今の法律で何歳迄居られるのかは分からないが、15歳で出される可能性もある。
娘にそんな生活をさせたくないと思うのは、親心として当然だろう。
月葉さんの実家も元の旦那の実家も当てにできない、そうなると一番可能性があるのが「神居家」になるのだろ。
父は結婚も反対、葬儀にも参列せずを通した程だ、娘さんを引き取ると言ったら、凄い剣幕で怒り始めるだろう。
でもうちには母と忍の二人が居るし、母も忍も月菜ちゃんにデレデレだ。
「説得するしかないか・・・・まずは俺と母さんで。」
父に月葉さんの病気の事を話したが、状況を説明しても聞く耳を持ってはくれなかった。
そんなやり取りを数か月も続けた。その間にも月菜さんの容態は悪化の一途を辿っていた。

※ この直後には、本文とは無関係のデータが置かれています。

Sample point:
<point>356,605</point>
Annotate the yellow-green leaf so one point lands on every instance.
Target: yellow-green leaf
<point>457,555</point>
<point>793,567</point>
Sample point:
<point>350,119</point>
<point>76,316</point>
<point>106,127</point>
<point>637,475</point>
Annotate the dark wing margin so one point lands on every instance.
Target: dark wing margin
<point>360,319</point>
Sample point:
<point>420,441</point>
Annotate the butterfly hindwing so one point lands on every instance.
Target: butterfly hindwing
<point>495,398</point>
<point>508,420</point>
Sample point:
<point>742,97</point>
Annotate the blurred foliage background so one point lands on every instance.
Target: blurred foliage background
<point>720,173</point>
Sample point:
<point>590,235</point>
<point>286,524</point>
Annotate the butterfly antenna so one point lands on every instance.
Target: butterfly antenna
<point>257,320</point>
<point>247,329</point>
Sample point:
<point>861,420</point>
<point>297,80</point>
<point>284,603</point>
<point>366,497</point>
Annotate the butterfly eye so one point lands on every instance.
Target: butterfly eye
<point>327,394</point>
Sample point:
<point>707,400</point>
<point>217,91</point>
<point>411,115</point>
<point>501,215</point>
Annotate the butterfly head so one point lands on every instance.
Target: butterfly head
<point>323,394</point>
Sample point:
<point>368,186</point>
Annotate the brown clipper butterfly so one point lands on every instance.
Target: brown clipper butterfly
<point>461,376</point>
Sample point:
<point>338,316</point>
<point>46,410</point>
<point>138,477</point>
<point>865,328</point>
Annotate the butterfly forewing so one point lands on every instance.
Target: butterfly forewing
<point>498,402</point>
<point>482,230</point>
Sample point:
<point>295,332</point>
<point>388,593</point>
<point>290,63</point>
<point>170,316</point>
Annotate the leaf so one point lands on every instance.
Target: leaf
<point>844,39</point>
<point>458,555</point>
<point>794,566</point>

そんな父とのやりとりを月葉さんに報告するのは心苦しかった。
月葉さんは目に見えて痩せてきていた、本人も思う所があるのだろ、勤めていた会計事務所を辞め、身の回りの整理を始めているようだった。
そんなある日、また月葉さんからメールが届いていた。
「相談したいことがあるので、時間を作って欲しい。」
月葉さんの前に座る忍に卓袱台にすべらすように茶封筒と印鑑を差し出してきた。
「これは?」
月葉さんは抗癌治療で瘦せた頬に笑みを浮かべてた。
「再来週から入院します。」
「え?・・・」
相談を受けてから既に3か月以上経過し、進展は無い。
「その封筒には私の財産に関する全てが書かれています。」
「それって・・・」
「私が・・・私が亡くなった後、あの子に少しでも残したくて。」
言葉がでなかった、何を言っていいのか分からなかった。
「私の入院費や葬儀代もその中の物で払えると思います。」
「何故、僕に託すのですか・・僕は来週に卒業するとは言えまだ学生ですし、母を呼びましょうか?」
「・・・言われてみればそうですね・・。」
そう言いながら月葉さんが笑った。
「何故・・・でしょうね。」
月葉さんは難しい顔をしていたが、何か思いついた顔をした。
「何故・・忍さんかと言うと・・・それは月菜が忍さんの事が大好きだから。」
ニコッと大輪の花が咲くような笑みを浮かべた。
「・・・・・・っ・・」
忍の目から涙が零れた、また大切な人が居なくなる。
どうしようも無い、感情が溢れかえる。
いやだ、もう無くしたくない、月葉さんと、月菜ちゃんと一緒に笑っていたい。
立ち上がった月葉さんが忍の横に座り、横からそっと手を伸ばし忍の肩を抱いた。
「忍君・・・・ごめんね。」
また涙が溢れる、自分に出来ることは何かあるはずだ。
忍は手で涙をこすり、月葉さんを見つめた。
「月葉さん。」
名前とともに、月葉さんの細い体を抱きしめた。
「月菜ちゃんの事、僕が絶対何とかしますから。」
月葉さんは忍の体温を感じながら、優しく抱きしめ返す。